Duncan, with bipartisan support, has begun several initiatives to energize reform — particularly his Race to the Top competition with federal dollars going to states with the most innovative reforms to achieve the highest standards. Maybe his biggest push, though, is to raise the status of the teaching profession.The "most innovative reforms?" If that means opening more charter schools, paying teachers based on test scores (merit pay) and firing the staffs of "failing" schools, then I guess he's right. However, none of those "innovative reforms" result in higher achievement.
He then says that too many of our teachers come from the bottom half of their graduating classes...
If you look at the countries leading the pack in the tests that measure these skills (like Finland and Denmark), one thing stands out: they insist that their teachers come from the top one-third of their college graduating classes.And again, bringing Finland into the conversation...
That is why Duncan is starting a “national teacher campaign” to recruit new talent. “We have to systemically create the environment and the incentives where people want to come into the profession. Three countries that outperform us — Singapore, South Korea, Finland — don’t let anyone teach who doesn’t come from the top third of their graduating class. And in South Korea, they refer to their teachers as ‘nation builders.’”I agree...we need the best teachers we can get...with the best training. But there are some things about Finnish (and other examples) education that Friedman conveniently left out.
Here's Stephen Krashen commenting on the same article:
Tony Wagner, Arne Duncan, and Thomas Friedman ("Teaching for America," Nov. 20) agree that Denmark, Finland, and Sweden outperform the US because their teachers graduate in top one-third of their classes(Paul Thomas of Furman University also responded. You can read his response HERE.)
There is another explanation: Poverty. The percentage of children living in poverty in Denmark is 2.4%, in Finland, 2.8%, and in Sweden 4.2%. In the US the percentage is 21.9. Poverty means poor nutrition, substandard health care, environmental toxins, and little access to books; all have a strong negative impact on school success.
Middle class American children attending well-funded schools outscore nearly all other countries on international tests.
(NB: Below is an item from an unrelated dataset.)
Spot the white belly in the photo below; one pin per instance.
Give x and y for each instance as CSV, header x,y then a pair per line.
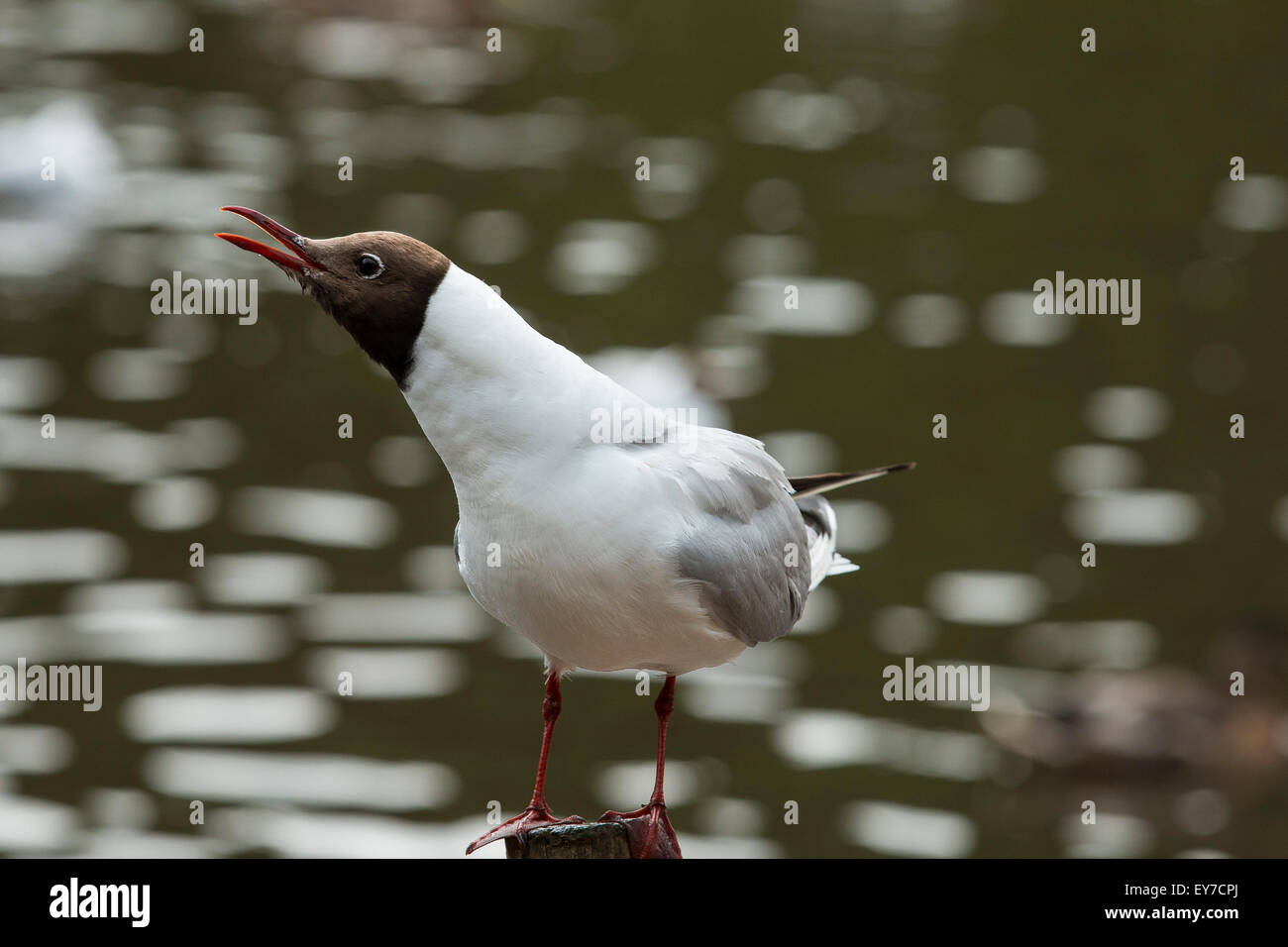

Our overall scores are unspectacular because we have such a high percentage of children living in poverty.
Increasing pressure on teacher education, teachers, and parents will not improve achievement, but if we can protect children from the effects of poverty, American tests scores will be at the top of the world.
The "reformers" (Bill Gates, Eli Broad, Arne Duncan, now with the help of Oprah Winfrey and Thomas Friedman) ignore the social costs of poverty when they push their "reforms." They say that poverty is just an excuse, yet when we look at the real data, schools which have a larger number of students living in poverty have higher drop-out rates and lower test scores.
Lack of nutrition, health care, higher levels of lead poisoning...all contribute to the "Achievement Gap." The Achievement Gap won't disappear until we solve the nutrition gap and the health care gap.